Senza arrivare a questi estremi, c’è chi pacatamente ragiona così: occorrono regole rispettate da tutti e da noi non avviene. Il clima di “lassismo”, l’incertezza delle pene e la quasi certezza dell’impunità fanno sentire gli onesti sempre meno sicuri; anche se le statistiche sulla criminalità dicono tutto il contrario, ponendo il nostro Paese fra quelli dove si delinque meno e, allo stesso tempo, fra quelli dove si ha più paura degli immigrati.

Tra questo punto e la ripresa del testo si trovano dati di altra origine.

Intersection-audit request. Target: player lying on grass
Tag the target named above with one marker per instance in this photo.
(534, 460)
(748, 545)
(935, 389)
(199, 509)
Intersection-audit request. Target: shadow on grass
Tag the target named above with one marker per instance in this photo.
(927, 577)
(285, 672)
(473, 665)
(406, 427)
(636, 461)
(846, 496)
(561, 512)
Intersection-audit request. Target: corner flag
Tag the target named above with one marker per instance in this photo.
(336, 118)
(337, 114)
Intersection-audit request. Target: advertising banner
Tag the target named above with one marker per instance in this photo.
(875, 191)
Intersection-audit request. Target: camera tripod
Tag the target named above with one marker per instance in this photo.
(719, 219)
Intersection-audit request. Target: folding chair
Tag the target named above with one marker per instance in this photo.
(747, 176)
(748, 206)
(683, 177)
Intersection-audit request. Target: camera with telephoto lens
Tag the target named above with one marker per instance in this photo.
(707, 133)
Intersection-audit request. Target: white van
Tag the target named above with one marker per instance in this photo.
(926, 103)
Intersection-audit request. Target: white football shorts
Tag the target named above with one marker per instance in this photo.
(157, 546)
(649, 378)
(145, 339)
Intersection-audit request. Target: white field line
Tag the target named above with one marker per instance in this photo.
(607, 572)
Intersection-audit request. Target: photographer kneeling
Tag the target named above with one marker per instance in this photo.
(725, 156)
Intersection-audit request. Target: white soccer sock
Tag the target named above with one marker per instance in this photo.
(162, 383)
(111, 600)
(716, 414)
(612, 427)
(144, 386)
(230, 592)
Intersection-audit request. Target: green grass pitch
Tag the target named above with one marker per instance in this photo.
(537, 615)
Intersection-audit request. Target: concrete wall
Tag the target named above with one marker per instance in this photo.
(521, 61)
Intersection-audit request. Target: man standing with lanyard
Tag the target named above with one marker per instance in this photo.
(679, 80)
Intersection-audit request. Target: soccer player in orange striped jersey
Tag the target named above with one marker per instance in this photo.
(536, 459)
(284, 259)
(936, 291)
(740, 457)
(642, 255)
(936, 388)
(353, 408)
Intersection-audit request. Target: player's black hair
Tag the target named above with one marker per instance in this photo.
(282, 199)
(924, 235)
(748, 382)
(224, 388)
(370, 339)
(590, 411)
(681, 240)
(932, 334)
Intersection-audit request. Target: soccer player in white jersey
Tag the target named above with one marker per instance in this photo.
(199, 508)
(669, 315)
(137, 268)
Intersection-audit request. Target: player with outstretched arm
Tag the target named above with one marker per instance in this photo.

Il tutto potrebbe reggere, se non che l’impunità riguarda - e non da oggi - prima di tutto i cittadini italiani. Perché una trentina di anni fa, quando la delinquenza era monopolio nazionale e generava più reati e più gravi - per non parlare del terrorismo al suo acme - eravamo meno spaventati di oggi? E poi: come si spiega che un partito come la Lega Nord abbia colto i successi più eclatanti non nei centri urbani maggiori dove la criminalità è più aggressiva, ma in quelli minori dove la cronaca nera è praticamente muta? Dalle nostre parti il fenomeno è stato particolarmente evidente fra i nostri vicini “settentrionali”. A Forlì il partito di Bossi alle ultime elezioni per la Camera ha colto il 6,66 per cento, a Cesena il 5,73, a Forlimpopoli il 6,65; circa come a Rimini e Riccione. Risalendo le valli, troviamo il 10 per cento abbondante di Castrocaro, Dovadola, Mercato Saraceno, fino al 16.6 di Galeata. E cioè: proprio in quei luoghi dove secondo De Rita avverrebbe l’integrazione “silenziosa”, viene premiato chi considera l’immigrazione soprattutto come un pericolo. Ed è sentita un pericolo perché in quei paesi abitano tanti immigrati, dal momento che la vita lì costa meno. Insomma lo straniero fa paura semplicemente perché c’è, non per quello che combina.
Fra realtà percepite e realtà reali – oggi tocca fare perfino queste distinzioni – non ci lascia il sospetto che la grande rappresentazione della paura voglia mascherare timori di cui non si deve parlare. Come la crescita zero, il potere d’acquisto dei salari sottozero. O preoccupazioni fin qui ridicolizzate come quelle per un’economia finanziaria basata su gran frullati di nulla – a parte i concretissimi e sontuosi compensi dei manager - che si è voluta scrollare di dosso ogni controllo “statalista” e adesso incenerisce i gruzzoli di milioni e milioni di risparmiatori. Ora che la maschera cade, il terrore dilaga. Attendiamo che anche ciò sia imputato allo straniero: tutto sommato è vero – le nostre banche plantigrade hanno basi più solide di Wall Street - solo che avevamo paura dello straniero sbagliato.